In ‘_We’ll slide down the surface of things…_’ De Vleeshal presented work by three painters who explore the increasing artificiality of reality: Frank Bauer, Glen Rubsamen en Arnout Killian.
The world around us is becoming increasingly artificial: the concepts of ‘spectacle’ and ‘experience’ overtaking those of authenticity and reality. Artificiality is manifest in our physical surroundings, but also in our inner worlds. Our taste, our emotions, and so even our identities are coloured by the flood of images evoked by the mass media. To male super model Victor Ward, the main character in Bret Easton Ellis’ novel Glamorama (1998), a situation or emotion can only be real if it reminds him of an image from a magazine, a music video or a movie. Quasi philosophically, he quotes U2: ‘_We’ll slide down the surface of things…_’.
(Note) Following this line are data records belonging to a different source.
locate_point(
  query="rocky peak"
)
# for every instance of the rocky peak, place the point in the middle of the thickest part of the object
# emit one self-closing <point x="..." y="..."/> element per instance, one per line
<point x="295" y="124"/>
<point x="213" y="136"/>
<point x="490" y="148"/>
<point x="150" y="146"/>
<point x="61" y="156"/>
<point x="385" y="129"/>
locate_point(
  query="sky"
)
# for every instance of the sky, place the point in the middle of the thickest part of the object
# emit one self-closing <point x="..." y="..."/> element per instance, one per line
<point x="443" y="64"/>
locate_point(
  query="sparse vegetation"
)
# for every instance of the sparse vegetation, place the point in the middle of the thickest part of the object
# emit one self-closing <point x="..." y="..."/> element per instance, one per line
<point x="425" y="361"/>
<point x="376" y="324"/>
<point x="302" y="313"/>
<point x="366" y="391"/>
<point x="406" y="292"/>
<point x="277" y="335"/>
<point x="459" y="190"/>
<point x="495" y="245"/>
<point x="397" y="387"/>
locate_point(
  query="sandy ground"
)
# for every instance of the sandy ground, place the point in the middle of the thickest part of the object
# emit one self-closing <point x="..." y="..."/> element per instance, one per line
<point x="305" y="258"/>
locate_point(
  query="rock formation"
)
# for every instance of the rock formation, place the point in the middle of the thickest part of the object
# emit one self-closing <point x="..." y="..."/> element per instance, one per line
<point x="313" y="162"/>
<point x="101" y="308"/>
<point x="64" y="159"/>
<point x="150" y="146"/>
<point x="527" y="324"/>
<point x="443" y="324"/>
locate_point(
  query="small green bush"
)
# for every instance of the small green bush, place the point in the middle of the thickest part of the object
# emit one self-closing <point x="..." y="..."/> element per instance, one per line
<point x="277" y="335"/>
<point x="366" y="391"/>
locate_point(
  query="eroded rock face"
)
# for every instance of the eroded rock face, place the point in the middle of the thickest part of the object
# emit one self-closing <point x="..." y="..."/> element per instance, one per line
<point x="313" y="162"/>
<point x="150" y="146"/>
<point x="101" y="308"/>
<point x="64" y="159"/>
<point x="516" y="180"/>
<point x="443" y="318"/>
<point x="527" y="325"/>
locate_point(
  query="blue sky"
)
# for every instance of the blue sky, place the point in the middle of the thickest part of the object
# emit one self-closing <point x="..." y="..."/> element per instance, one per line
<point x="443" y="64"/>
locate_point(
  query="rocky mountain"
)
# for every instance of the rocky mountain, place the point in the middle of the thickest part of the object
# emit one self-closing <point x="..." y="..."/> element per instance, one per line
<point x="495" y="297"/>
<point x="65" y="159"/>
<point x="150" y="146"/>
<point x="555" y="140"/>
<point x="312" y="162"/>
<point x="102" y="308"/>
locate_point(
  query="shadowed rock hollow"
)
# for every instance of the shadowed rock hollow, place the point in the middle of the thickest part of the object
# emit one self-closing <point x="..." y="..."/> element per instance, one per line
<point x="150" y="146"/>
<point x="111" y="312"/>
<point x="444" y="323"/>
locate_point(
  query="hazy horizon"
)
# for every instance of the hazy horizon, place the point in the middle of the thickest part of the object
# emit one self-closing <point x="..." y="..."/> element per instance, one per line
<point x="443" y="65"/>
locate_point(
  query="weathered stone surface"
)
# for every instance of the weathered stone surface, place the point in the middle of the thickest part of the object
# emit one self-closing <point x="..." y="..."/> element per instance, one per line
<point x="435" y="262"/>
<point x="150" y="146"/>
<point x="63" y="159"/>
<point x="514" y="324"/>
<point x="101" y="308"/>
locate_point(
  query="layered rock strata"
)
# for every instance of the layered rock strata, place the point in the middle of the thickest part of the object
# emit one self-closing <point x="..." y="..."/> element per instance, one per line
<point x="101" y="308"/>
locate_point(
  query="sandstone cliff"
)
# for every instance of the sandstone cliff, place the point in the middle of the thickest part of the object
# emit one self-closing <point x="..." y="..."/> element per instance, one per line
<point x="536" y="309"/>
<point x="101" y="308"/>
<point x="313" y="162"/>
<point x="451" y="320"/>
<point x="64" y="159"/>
This increasing artificiality is generally condoned, as it is believed to result in dangerous loss of meaning. Because of this, hardly any insights have been developed in how to deal with artificial reality. But perhaps (figurative) painting has a part to play. Painting has had, after all, a long tradition of intensifying reality. Each of the three artists featured in ‘_We’ll slide down the surface of things…_’ investigates the artificial reality in which we live.
Frank Bauer
Frank Bauer (1964, lives and works in Düsseldorf) is a painter and a DJ. With a light undertone of melancholia, he portrays his friends in clubs, at a party at someone’s house, or at the end of a long night. Bauer’s paintings are based on photographs of moments that at first glance seem uneventful. But by studying these moments as he paints them, Bauer subtly unveils previously unnoticed details in the interaction between those portrayed. At the same time, his paintings breathe a longing for glamour. He illustrates our desire – inspired by images from the mass media – to see moments in our lives from a distance, as images from a more beautiful, more stylish, better world.
Arnout Killian
Arnout Killian (1969, lives and works in Amsterdam) is part of a long painterly tradition of a fascination with light. Whereas the painters in this tradition mainly want to catch the natural light in for example landscapes and still lifes, Killian is interested in artificial light. He paints the hard light, full of contrast, of catwalks and window displays, and the cool blue light typical of images from the internet. His interest in artificial reality is also apparent in the beautiful as well as banal images he chooses to paint: an anonymous hotel room wanting to convey luxury and comfort; the carefully cultivated nature of a golf course; a woman whose identity is hidden by a beauty mask.
Glen Rubsamen
The paintings of Glen Rubsamen (1959, lives and works in New York) are deeply rooted in the tradition of landscape painting, yet at the same time they are very modern. He combines lyricism about the beauty of nature with the terrifying emptiness of a resting area along the highway. The romantic ideal of untouched nature has permanently evaporated. In Rubsamen’s paintings, nature according to travel brochures and Euro Disney has taken its place. Thus lampposts, for example, have become natural elements in dramatic compositions with palm trees. In these partly artificial landscapes beauty is not lost, it has become ambivalent.
Herman Verkerk
Under the name of his bureau Event Architecture, Herman Verkerk (1963, lives and works in Amsterdam) has created designs for, among others, the Dutch fashion label So by Alexander van Slobbe and several museums. For this exhibition with (and about) painting Verkerk has, in line with the theme of the exhibition, created a hypermodern museum space. The enormous contrast between this space, and the Gothic architecture of De Vleeshal creates its own artificial reality for ‘_We’ll slide down the surface of things…_’.